Data Quality Rules

The Data Quality mechanism in Dataiku allows you to easily ensure that your data meets quality standards and automatically monitor the status of your data quality across datasets, projects, and your entire Dataiku instance.

A Data Quality rule tests whether a dataset satisfies set conditions. The computation of a rule yields:

  • a status outcome: “Ok”, “Error” or “Warning”. A less common outcome “Empty” is used to indicate that the condition could not be evaluated because the value is missing.

  • an observed value with further detail. This parameter is optional for custom rules.

Each execution of a rule produces one outcome.
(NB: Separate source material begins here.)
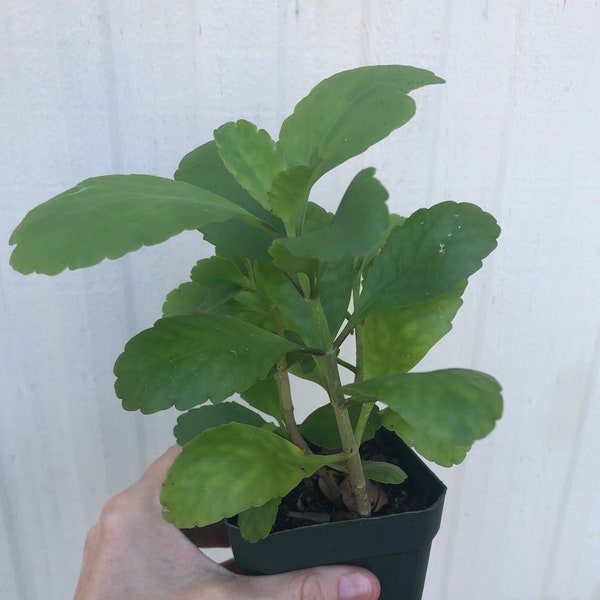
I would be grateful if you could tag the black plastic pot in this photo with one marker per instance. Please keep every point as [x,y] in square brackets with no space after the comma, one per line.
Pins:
[394,547]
Note that if the rule has not yet been computed, the status is “Not Computed”.

Note

The Data Quality mechanism is an improvement introduced in DSS 12.6.0 over the checks system. Data quality rules allow you to specify expectations for datasets in a more streamlined way, and improve reporting of the results via specific dashboards. Other flow objects (managed folders, saved models, model evaluation store) still use checks.

Examples of simple Data Quality rules include:

  • The record count of a dataset is above 0 (i.e., the dataset is not empty)

  • The most frequent value of a column is ‘Y’

  • A column’s values are at most 10% empty

Data Quality rules are configured in the Data Quality tab of a dataset, where you can also easily track the evolution of your dataset’s data quality over time.

Data Quality rule types

Column min in range

Ensures that a column’s minimum value falls within a given range.

Options:

  • the column(s) to check

  • the expected range (minimum / soft minimum / soft maximum / maximum)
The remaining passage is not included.